Suatu negara didirikan atas berbagai tujuan yang menjadi latar belakang sekaligus cita-cita yang ingin dicapai. Pendirian suatu negara, dimaksudkan untuk mempermudah pencapaian atas hal-hal yang menjadi cita-cita dari pendirian negara tersebut.
Cita-cita tersebut dapat tersebar ke dalam berbagai bidang kehidupan. Dalam bidang politik, misalnya, negara didirikan dalam rangka meraih dan memastikan bahwa suatu bangsa memiliki kebebasan dalam menentukan nasibnya sendiri, dan terbebas dari penjajahan. Dalam hal peningkatan kualitas hidup, negara didirikan sebagai alat pencapaian tingkat kesehatan dan pendidikan yang lebih baik. Dalam bidang ekonomi, negara juga diharapkan mampu menjadi alat untuk meningkatkan kesejahteraan suatu bangsa menuju ke arah yang lebih baik. Negara sebagai suatu alat, diharapkan mampu membawa seluruh warga bangsa-yang tidak lain adalah pendiri dari negara tersebut- kearah tujuan-tujuan yang ingin dicapai [2].
Pemerintah, dalam hal ini, sebagai pihak yang diberikan kuasa menjalankan pengorganisasian negara, adalah pihak yang paling berkewajiban untuk memastikan tercapainya tujuan-tujuan tersebut. Melalaui program-program yang dibuatnya, pemerintah diharapkan mampu membawa suatu bangsa kepada tujuan-tujuan yang telah ditetapkan sebelumnya.
Dalam upaya pelaksanaan pencapaian tujuan-tujuan tersebut, diperlukan suatu alat untuk mengetahui apakah program-program yang dijalankan suatu pemerintahan benar-benar mengarah pada prores pencapaian tujuan-tujuan yang telah ditetapkan. Adanya suatu ukuran yang dapat menilai kinerja suatu negara, akan mempermudah proses evaluasi atas program-program yang dijalankan oleh negara tersebut.
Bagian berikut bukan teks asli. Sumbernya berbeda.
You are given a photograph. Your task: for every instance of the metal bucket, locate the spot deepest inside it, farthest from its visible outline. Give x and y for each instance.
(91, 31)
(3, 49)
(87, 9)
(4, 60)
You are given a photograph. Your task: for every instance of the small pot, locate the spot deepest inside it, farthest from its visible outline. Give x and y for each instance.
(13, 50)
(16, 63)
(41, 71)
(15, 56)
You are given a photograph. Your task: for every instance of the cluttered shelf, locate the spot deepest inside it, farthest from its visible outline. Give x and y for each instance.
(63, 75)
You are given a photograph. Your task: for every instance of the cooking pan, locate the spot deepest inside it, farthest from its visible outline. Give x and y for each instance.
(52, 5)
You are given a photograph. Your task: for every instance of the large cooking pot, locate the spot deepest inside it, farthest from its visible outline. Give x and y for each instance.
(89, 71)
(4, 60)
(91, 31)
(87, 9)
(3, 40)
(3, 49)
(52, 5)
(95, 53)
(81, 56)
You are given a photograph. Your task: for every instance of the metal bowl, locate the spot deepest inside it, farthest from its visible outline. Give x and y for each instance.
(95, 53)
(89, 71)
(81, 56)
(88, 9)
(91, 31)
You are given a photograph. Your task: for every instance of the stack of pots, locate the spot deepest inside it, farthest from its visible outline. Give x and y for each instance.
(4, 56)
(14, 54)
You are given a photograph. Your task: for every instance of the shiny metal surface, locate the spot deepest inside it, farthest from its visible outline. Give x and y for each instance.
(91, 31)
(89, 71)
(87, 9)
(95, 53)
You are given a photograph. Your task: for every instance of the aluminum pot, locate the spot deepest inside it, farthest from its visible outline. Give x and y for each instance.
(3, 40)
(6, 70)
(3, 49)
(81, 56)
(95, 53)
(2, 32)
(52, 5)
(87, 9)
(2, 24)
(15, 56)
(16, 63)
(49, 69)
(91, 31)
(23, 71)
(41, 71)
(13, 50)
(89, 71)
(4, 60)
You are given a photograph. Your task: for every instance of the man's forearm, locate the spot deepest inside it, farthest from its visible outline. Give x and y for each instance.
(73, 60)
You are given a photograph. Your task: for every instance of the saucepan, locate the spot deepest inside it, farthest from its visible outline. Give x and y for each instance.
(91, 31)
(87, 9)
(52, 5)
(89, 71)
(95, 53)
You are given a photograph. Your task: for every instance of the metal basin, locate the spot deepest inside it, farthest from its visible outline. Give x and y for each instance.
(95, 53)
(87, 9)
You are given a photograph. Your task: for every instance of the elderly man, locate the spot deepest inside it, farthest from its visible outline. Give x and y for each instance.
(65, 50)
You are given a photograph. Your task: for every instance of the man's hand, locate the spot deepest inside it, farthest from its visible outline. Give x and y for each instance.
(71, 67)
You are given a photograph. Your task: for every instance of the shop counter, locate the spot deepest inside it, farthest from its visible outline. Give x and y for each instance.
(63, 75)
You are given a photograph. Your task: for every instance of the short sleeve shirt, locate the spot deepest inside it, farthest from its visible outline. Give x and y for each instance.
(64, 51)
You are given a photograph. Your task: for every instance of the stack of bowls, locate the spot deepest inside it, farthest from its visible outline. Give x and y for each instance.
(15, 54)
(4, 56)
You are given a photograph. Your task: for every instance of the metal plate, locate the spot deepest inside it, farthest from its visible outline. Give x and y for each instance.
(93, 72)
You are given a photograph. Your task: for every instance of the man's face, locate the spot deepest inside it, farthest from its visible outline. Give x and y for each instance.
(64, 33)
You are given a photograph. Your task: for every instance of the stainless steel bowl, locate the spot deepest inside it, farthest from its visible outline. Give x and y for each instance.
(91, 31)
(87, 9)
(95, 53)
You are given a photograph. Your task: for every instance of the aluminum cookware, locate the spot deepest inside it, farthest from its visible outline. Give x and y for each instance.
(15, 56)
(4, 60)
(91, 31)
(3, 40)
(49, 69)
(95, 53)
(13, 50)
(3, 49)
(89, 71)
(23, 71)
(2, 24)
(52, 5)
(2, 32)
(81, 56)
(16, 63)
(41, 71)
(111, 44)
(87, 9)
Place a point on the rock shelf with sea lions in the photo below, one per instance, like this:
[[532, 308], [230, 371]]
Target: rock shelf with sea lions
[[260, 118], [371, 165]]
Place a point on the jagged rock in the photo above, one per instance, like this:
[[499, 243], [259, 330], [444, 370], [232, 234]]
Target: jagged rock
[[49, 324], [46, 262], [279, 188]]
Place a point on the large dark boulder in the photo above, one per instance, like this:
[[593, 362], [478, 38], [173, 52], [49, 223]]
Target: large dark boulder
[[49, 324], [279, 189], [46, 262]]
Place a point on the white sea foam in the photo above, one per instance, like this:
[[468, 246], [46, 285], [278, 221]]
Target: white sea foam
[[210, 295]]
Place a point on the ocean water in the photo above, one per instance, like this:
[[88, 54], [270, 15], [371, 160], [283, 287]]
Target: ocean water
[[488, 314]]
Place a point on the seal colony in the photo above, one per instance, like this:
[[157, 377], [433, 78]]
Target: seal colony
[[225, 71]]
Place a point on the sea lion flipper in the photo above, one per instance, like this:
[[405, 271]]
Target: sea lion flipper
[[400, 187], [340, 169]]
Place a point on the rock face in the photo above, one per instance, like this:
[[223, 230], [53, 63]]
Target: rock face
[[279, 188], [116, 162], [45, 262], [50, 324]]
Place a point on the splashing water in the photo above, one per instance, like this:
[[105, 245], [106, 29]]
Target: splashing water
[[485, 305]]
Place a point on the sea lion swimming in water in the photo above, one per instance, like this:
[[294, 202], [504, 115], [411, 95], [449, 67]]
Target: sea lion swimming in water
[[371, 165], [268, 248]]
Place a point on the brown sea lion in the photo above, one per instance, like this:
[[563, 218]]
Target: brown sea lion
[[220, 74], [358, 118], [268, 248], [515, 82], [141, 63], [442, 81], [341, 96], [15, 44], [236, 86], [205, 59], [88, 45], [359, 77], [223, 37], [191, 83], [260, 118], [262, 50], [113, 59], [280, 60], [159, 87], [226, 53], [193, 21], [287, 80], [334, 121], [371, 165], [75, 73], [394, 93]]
PDB, bersama dengan indikator-indikator lainnya, adalah salah satu alat ukur yang sering digunakan oleh banyak negara sebagai alat untuk mengukur tingkat keberhasilan suatu pemerintahan dalam bidang ekonomi. Lebih jauh lagi, PDB-atau yang dalam bahasa internasional disebut sebagai Gross Domestic Product (GDP)-jamak digunakan sebagai ukuran seberapa berhasil suatu pemerintahan dalam menumbuhkan perekonomian masyarakatnya. Hal yang juga sepertinya berlaku di Indonesia, yang mana berdasarkan penjelasan Badan Pusat Statistik (BPS) Indonesia dalam website resminya, yang dimaksud dengan pertumbuhan ekonomi dalam setiap data yang dirilis, adalah pertumbuhan yang didasarkan pada pertambahan nilai PDB [3].
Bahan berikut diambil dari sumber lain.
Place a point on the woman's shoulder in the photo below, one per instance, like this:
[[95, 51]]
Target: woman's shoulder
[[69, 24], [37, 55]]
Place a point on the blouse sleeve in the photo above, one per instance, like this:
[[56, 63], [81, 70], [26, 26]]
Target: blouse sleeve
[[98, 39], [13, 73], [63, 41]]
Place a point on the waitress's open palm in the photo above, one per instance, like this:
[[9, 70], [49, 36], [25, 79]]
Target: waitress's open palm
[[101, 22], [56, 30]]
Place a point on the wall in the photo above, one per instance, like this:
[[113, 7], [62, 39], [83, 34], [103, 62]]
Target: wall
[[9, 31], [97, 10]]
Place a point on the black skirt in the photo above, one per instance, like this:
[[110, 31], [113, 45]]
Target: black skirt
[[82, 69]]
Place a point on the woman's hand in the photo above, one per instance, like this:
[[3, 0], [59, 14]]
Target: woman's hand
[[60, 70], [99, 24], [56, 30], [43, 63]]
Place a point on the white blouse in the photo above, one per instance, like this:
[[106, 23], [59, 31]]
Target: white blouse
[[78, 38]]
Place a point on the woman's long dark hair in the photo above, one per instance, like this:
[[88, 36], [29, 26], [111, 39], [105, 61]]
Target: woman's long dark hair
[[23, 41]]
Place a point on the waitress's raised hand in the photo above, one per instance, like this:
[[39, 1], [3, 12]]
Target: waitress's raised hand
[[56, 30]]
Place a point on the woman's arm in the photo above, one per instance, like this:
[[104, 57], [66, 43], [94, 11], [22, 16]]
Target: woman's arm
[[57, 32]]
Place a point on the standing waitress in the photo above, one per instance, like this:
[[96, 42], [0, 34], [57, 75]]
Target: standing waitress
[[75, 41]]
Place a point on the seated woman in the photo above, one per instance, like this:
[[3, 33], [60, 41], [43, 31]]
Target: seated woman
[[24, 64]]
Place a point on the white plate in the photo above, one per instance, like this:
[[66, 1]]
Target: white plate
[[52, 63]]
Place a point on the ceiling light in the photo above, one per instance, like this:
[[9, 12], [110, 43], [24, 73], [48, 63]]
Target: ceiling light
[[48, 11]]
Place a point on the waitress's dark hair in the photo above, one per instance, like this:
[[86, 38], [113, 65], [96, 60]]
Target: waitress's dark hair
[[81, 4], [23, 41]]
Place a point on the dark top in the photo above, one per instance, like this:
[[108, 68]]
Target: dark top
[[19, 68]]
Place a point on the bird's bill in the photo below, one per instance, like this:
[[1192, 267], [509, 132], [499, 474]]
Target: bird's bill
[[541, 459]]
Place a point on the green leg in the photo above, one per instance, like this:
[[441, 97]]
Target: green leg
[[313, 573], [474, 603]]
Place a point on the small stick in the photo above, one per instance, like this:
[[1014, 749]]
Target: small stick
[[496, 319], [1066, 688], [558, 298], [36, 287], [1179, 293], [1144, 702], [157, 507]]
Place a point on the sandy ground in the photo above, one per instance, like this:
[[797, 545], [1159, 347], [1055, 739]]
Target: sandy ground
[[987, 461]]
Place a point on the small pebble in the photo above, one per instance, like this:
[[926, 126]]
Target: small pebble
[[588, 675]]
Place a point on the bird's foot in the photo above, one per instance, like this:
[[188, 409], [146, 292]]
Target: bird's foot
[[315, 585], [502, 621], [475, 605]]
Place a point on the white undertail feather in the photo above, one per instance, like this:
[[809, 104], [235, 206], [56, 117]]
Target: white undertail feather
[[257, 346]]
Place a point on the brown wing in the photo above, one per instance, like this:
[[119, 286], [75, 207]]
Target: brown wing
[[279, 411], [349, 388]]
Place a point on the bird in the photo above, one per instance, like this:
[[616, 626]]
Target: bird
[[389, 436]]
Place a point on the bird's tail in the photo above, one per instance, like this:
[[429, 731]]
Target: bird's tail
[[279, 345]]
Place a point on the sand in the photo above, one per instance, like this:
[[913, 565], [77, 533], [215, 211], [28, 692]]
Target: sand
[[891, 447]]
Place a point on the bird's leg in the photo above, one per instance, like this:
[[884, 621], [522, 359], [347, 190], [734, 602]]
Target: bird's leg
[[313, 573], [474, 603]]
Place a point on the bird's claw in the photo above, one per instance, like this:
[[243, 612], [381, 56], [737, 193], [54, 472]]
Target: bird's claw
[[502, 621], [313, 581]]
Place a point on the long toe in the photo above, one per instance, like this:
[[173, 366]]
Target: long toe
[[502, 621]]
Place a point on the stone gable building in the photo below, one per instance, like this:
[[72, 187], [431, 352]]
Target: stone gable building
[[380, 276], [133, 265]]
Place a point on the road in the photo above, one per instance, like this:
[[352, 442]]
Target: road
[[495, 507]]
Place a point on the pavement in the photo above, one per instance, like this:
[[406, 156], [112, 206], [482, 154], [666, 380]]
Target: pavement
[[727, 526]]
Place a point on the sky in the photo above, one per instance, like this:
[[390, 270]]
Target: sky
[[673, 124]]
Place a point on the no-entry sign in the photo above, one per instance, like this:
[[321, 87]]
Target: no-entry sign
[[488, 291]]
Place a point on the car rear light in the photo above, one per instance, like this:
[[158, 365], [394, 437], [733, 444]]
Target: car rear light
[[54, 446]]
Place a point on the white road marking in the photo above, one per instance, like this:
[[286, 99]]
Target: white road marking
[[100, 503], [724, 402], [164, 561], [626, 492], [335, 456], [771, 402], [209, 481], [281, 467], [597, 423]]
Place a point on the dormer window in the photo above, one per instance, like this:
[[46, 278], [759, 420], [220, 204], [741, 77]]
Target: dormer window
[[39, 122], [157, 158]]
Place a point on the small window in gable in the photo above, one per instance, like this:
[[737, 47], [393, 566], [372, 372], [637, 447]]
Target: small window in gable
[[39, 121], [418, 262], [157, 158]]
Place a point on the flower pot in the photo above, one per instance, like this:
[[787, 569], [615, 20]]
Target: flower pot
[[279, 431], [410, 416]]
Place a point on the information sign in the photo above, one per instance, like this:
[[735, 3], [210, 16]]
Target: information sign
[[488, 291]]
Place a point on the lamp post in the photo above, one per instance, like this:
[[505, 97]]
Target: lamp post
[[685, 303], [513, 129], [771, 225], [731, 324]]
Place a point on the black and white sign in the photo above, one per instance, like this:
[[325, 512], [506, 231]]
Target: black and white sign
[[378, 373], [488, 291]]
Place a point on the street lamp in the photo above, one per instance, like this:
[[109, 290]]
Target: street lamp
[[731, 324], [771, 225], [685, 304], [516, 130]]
Di luar itu, PDB juga sering ditempatkan pada posisi yang cukup istemewa. Dalam beberapa kasus bahkan, PDB terlihat seolah ditempatkan sebagai tujuan akhir dari setiap kebijakan ekonomi. Tidak jarang, suatu kebijakan akan mendapatkan kredit lebih jika kebijakan tersebut dianggap dapat memberikan dampak positif terhadap peningkatan pertumbuhan ekonomi (PDB), seperti: dana repatriasi tax amnesty untuk pertumbuhan ekonomi; paket kebijakan deregulasi kebijakan ekonomi untuk meningkatkan pertumbuhan ekonomi; dan kebijakan-kebijakan lainnya. Tidak jarang pula, suatu pemerintah akan merasa berhasil jika sukses membawa pertumbuhan ekonomi (PDB) negaranya melambung tinggi, sebagaimana ditunjukan oleh bapak Presiden Joko Widodo pada pidato kenegaraannya di gedung MPR kemarin.
Tetapi, apakah benar demikian?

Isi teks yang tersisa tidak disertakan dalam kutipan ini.